New Delhi : A body of major domestic pharma firms, IPA has hit out at the government over drug price control issue, wondering if the country followed rule of law for the sector.
Expressing concern about future of the pharma industry in India, the Indian Pharmaceutical Alliance (IPA) said pharma companies have become a victim of “unbridled turf war” between the Department of Pharma and drug price regulator NPPA.
In a letter written to Niti Aayog Vice-Chairman Arvind Panagariya, the IPA said the last couple of years have been unsettling for the domestic pharma industry due to “arbitrary and imaginative” implementation of the drug pricing policy.
The alliance, which has members including major home-grown companies such as Sun Pharma, Dr Reddy’s, Lupin, Glenmark, Cipla and Cadila, among others, further questioned the government’s measures “that do not help customers nor the industry”.
“The industry is perplexed by the propriety, not just legality, of several recent decisions of the government.
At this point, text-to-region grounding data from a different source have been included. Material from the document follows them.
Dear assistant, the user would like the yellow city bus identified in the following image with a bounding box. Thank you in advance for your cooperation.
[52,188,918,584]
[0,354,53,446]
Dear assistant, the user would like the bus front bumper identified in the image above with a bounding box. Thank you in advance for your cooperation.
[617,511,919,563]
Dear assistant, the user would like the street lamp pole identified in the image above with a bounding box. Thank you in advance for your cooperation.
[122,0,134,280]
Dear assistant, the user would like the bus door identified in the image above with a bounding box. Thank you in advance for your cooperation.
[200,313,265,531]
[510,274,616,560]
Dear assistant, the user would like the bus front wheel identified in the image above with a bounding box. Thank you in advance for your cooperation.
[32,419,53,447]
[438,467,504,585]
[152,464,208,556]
It has begun to doubt if the country follows rule of law for the pharmaceutical industry,” IPA Secretary General D G Shah said in the letter.
He regretted that many decisions are neither in the interest of consumers nor will they promote growth of industry.
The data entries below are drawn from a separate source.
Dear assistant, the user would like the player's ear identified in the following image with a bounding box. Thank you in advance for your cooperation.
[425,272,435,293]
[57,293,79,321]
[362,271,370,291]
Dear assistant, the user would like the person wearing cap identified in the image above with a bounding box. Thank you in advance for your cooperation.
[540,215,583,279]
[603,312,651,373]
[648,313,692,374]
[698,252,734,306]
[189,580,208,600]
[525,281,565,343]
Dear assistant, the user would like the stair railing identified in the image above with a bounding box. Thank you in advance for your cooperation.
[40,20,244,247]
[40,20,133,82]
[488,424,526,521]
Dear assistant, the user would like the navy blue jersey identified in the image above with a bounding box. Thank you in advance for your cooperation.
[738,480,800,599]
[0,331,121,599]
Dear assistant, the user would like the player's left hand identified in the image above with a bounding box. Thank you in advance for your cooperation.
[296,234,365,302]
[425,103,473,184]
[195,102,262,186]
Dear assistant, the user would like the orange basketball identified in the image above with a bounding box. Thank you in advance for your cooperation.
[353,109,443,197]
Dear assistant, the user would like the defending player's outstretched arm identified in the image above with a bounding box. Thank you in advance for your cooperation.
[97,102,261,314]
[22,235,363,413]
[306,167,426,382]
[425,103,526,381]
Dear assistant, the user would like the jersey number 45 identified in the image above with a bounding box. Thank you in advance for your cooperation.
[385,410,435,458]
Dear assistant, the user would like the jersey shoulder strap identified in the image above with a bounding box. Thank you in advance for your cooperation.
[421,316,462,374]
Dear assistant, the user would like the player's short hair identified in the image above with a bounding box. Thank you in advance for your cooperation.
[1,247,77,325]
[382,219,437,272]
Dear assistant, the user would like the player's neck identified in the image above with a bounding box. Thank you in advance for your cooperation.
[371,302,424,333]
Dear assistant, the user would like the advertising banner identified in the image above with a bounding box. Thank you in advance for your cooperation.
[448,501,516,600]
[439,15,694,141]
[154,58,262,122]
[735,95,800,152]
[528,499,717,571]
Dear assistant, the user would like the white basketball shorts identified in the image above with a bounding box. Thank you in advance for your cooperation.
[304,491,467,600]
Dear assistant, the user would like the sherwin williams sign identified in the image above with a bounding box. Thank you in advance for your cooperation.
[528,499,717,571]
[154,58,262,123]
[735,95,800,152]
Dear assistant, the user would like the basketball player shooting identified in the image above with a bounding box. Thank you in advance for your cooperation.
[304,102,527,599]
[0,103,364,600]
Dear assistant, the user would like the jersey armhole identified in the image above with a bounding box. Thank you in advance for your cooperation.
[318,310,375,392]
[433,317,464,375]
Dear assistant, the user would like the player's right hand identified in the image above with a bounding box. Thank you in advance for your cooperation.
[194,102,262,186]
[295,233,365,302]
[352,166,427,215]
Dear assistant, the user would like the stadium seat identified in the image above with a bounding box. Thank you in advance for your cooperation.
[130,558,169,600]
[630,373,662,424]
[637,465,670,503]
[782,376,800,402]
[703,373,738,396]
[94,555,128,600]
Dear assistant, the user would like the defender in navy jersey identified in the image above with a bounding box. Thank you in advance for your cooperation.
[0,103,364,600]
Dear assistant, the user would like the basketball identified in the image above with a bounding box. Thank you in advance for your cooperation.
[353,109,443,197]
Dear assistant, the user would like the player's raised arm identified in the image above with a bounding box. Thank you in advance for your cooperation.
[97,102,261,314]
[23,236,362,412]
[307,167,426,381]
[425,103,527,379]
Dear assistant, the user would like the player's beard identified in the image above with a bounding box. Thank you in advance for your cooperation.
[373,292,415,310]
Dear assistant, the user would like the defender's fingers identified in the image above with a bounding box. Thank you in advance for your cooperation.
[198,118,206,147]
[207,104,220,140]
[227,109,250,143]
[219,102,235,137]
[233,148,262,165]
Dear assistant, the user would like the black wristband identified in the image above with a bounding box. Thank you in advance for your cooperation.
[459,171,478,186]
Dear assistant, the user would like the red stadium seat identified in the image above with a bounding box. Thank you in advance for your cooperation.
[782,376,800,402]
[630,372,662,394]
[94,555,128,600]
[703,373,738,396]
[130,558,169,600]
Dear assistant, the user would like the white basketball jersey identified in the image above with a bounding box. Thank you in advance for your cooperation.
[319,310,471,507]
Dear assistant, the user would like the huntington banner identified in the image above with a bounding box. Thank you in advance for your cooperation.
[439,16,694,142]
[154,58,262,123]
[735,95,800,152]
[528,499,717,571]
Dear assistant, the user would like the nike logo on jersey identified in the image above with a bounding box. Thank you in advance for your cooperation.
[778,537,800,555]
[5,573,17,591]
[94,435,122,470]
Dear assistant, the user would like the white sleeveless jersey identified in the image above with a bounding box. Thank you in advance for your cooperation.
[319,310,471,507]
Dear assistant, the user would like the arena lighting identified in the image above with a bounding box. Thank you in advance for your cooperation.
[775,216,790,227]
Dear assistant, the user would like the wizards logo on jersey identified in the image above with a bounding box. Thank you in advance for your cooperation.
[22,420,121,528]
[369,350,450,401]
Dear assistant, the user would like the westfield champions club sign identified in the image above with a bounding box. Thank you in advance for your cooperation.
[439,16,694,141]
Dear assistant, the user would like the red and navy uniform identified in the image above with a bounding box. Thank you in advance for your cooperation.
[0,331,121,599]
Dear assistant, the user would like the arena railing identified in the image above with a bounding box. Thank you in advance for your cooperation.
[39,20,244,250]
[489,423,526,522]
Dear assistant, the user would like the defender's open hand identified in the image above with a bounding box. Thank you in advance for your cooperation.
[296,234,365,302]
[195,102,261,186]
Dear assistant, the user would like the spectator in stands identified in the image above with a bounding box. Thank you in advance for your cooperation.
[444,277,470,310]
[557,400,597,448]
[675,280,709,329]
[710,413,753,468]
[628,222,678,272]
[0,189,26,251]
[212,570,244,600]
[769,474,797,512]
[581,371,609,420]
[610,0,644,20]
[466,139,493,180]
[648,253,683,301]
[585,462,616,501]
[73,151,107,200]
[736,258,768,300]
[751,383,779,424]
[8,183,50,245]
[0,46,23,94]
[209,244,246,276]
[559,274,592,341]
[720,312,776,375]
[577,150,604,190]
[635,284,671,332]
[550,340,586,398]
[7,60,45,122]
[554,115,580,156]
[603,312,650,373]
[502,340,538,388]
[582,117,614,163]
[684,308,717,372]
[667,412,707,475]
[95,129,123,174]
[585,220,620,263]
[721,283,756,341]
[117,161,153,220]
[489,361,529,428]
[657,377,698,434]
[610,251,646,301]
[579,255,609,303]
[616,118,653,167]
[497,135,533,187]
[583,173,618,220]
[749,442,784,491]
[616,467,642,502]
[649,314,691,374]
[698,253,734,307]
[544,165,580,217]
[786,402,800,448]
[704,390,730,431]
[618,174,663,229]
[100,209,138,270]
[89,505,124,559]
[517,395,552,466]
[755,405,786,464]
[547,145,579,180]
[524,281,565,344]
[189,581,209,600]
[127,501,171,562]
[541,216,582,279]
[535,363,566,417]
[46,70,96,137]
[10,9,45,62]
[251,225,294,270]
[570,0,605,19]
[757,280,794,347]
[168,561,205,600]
Hitting out at the turf war between the Department of Pharma (DoP) and the NPPA, the letter said it has become a nightmare not because the pricing policy is defective.
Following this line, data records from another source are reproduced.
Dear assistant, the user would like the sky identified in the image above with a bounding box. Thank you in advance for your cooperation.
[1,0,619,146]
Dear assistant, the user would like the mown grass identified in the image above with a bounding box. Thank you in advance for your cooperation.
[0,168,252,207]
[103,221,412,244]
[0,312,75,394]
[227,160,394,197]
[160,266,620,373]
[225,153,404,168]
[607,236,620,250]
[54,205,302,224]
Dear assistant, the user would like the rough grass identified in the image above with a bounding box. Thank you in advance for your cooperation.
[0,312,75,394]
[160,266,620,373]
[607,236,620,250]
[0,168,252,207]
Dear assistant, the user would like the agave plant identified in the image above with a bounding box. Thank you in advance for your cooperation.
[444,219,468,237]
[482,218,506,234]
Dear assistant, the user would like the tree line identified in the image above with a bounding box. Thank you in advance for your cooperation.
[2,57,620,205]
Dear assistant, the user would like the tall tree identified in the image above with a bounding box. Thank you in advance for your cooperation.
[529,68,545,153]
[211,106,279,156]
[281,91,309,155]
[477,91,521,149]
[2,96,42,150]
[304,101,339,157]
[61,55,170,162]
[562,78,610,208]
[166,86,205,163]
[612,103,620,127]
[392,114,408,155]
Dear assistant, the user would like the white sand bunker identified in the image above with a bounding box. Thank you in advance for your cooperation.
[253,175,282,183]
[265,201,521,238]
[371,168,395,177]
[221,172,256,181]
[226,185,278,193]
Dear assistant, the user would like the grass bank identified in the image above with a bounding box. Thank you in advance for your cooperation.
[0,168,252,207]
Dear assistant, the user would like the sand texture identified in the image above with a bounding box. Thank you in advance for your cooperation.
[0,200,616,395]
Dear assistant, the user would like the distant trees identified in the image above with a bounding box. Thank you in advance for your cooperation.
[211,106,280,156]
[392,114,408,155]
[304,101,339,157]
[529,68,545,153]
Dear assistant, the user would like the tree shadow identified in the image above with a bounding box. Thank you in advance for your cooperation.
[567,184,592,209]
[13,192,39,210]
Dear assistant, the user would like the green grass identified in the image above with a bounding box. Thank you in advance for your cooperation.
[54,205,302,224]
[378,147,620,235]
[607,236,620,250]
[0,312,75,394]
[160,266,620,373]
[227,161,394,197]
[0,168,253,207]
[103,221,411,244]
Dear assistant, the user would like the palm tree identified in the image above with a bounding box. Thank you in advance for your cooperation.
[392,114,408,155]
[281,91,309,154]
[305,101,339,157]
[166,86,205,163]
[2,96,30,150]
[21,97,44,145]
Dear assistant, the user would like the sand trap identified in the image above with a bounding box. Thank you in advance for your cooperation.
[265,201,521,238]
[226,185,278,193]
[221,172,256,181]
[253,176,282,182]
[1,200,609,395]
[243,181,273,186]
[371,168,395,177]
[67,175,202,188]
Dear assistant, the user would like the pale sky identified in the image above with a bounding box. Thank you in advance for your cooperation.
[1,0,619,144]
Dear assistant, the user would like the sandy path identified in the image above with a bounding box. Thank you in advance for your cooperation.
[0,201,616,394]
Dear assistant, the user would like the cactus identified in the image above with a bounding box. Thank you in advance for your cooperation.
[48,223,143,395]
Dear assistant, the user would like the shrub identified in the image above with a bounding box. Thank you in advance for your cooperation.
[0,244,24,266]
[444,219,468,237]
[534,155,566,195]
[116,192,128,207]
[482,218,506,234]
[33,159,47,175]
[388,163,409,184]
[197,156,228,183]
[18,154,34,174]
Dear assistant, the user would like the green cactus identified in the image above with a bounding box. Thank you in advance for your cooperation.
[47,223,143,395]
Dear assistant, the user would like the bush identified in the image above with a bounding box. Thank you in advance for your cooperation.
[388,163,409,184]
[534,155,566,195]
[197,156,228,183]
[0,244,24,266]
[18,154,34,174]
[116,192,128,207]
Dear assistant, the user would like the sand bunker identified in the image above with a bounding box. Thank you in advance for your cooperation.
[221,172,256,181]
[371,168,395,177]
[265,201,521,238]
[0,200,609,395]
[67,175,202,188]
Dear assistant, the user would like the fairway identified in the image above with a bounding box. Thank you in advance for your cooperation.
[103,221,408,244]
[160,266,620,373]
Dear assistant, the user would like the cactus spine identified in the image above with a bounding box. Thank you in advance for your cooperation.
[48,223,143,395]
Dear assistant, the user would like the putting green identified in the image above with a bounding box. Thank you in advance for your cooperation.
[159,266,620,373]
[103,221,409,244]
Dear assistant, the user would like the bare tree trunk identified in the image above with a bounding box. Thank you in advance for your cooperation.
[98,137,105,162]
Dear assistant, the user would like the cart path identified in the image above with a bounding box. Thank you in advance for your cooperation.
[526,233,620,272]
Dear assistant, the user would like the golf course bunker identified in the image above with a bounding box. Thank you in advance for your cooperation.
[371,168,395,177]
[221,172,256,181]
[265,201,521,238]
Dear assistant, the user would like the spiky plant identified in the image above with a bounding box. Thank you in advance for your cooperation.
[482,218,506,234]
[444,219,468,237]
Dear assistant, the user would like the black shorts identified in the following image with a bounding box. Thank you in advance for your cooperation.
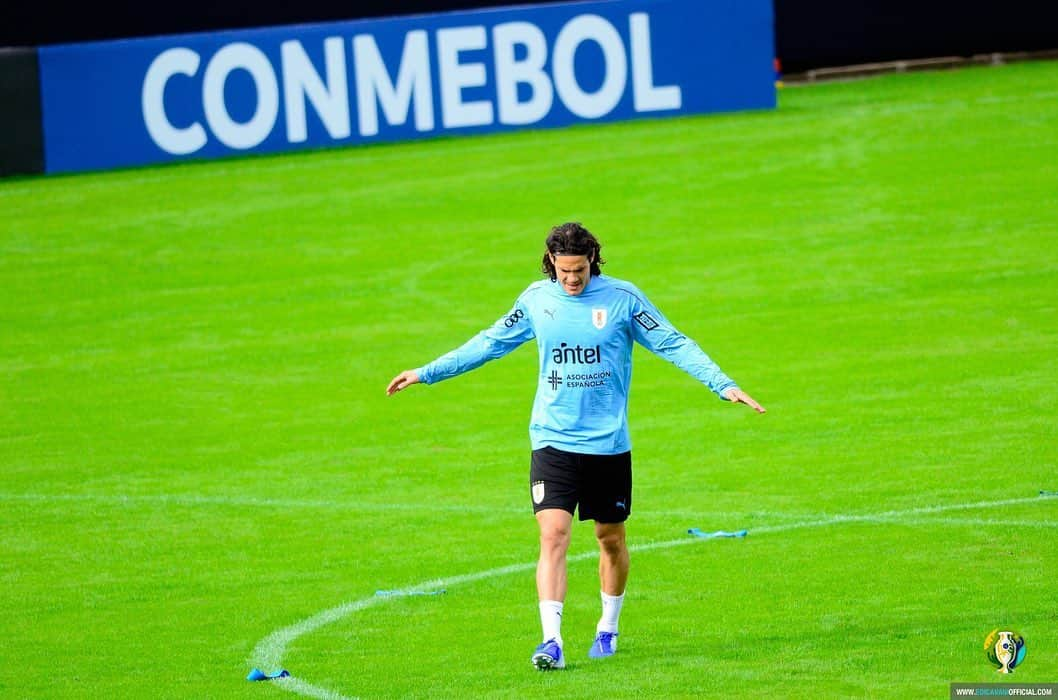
[529,445,632,523]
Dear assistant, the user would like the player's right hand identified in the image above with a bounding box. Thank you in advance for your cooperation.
[386,370,421,396]
[723,387,766,413]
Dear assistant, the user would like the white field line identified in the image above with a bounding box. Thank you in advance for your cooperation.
[250,494,1054,699]
[898,517,1058,529]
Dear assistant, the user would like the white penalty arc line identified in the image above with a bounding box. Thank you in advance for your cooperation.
[250,495,1054,698]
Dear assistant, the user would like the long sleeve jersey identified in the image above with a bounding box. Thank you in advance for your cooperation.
[417,274,738,455]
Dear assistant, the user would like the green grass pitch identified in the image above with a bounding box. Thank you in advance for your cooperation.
[2,60,1057,698]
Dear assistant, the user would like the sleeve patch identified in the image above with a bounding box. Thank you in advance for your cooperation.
[633,311,659,331]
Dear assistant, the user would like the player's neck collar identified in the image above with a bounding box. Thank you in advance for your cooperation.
[552,274,603,298]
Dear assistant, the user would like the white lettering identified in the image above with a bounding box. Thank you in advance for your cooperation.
[202,42,279,150]
[353,31,434,137]
[552,14,627,119]
[281,38,351,143]
[142,48,207,155]
[629,13,681,112]
[436,26,494,128]
[492,21,553,125]
[141,11,683,154]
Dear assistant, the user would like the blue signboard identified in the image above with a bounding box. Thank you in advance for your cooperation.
[37,0,774,174]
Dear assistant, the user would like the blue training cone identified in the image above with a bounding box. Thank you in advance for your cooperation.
[687,528,748,539]
[247,668,290,681]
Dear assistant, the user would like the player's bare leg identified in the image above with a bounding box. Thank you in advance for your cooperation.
[533,508,572,669]
[595,521,628,595]
[590,521,628,658]
[536,507,572,602]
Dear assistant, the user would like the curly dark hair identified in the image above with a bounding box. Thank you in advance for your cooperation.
[541,222,605,280]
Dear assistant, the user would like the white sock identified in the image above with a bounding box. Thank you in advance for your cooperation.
[539,600,564,645]
[597,591,625,634]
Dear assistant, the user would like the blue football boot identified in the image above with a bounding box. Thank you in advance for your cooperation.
[531,638,565,670]
[588,631,618,658]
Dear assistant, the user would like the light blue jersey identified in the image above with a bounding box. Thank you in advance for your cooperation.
[417,274,738,454]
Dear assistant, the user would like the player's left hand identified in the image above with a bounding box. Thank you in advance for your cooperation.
[724,388,766,413]
[386,370,421,396]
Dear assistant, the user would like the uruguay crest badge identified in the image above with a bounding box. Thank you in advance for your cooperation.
[532,481,546,505]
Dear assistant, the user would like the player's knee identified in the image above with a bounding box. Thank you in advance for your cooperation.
[596,527,626,556]
[539,522,571,551]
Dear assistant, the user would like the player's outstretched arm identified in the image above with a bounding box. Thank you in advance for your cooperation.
[723,388,766,414]
[386,370,421,396]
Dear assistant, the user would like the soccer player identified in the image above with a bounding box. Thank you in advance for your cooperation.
[387,222,764,670]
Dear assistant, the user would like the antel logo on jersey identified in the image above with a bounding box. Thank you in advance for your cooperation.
[552,342,602,364]
[503,309,525,328]
[140,12,682,155]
“The problems have cropped up because of imaginative and arbitrary implementation of the pricing policy and unbridled turf war between the government (DoP) and the regulator (NPPA),” it said.
According to the body, this has resulted in unwarranted price fixation, open defiance of the government’s corrective orders by the regulator and frustrating litigations for the industry.
“In the last one year, more than 400 MNCs and Indian companies have moved courts to resolve their grievances relating to price change implementation, haphazard banning of fixed dose combinations (FDCs), non-compliance with law in price fixation, etc,” the IPA said.
“This is not a good sign. It is indicative of trust deficit in the regulatory mechanism and administrative machinery, be it the NPPA or CDSCO,” it added.
The IPA also made a case for initiating a meaningful dialogue between the government and the industry to find amicable solutions and move forward. “A volatile domestic market cannot sustain exports,” it said.
Shah said India’s pharmaceutical industry is the third largest exchange earner (USD 10 billion in 2013-14) in the goods category, after apparels and cereals.
He called on Panagariya to help find a stable, predictable and transparent regime for the pharmaceutical industry.
“We believe that such a regime is essential for the development and growth of the pharmaceutical industry, job creation for educated youth, and ensuing abundant availability of quality medicines,” Shah reasoned.
As stipulated under the Drugs (Prices Control) Order (DPCO) 2013, the NPPA fixes ceiling price of essential medicines of Schedule I.
The government had notified the DPCO 2013, which covers 680 formulations, with effect from May 15, 2014, replacing the 1995 order that regulated prices of only 74 bulk drugs.
The IPA further said the last couple of years have also been “very unsettling” due to repeated attempts in some quarters within the government to introduce patent linkage and data exclusivity.
The alliance alleged that multinational drug companies have adopted certain unethical practices while seeking judicial intervention.
“Their practices have significant adverse impact on the development, growth and exports of pharmaceuticals. Their actions are aimed at thwarting the future growth by delaying entry of generics and biosimilars and prolong high-priced regime in the absence of generic competition,” the IPA contended.
Their actions will deprive patients of access to affordable generics and biosimilars on the expiry of patent protection, it argued.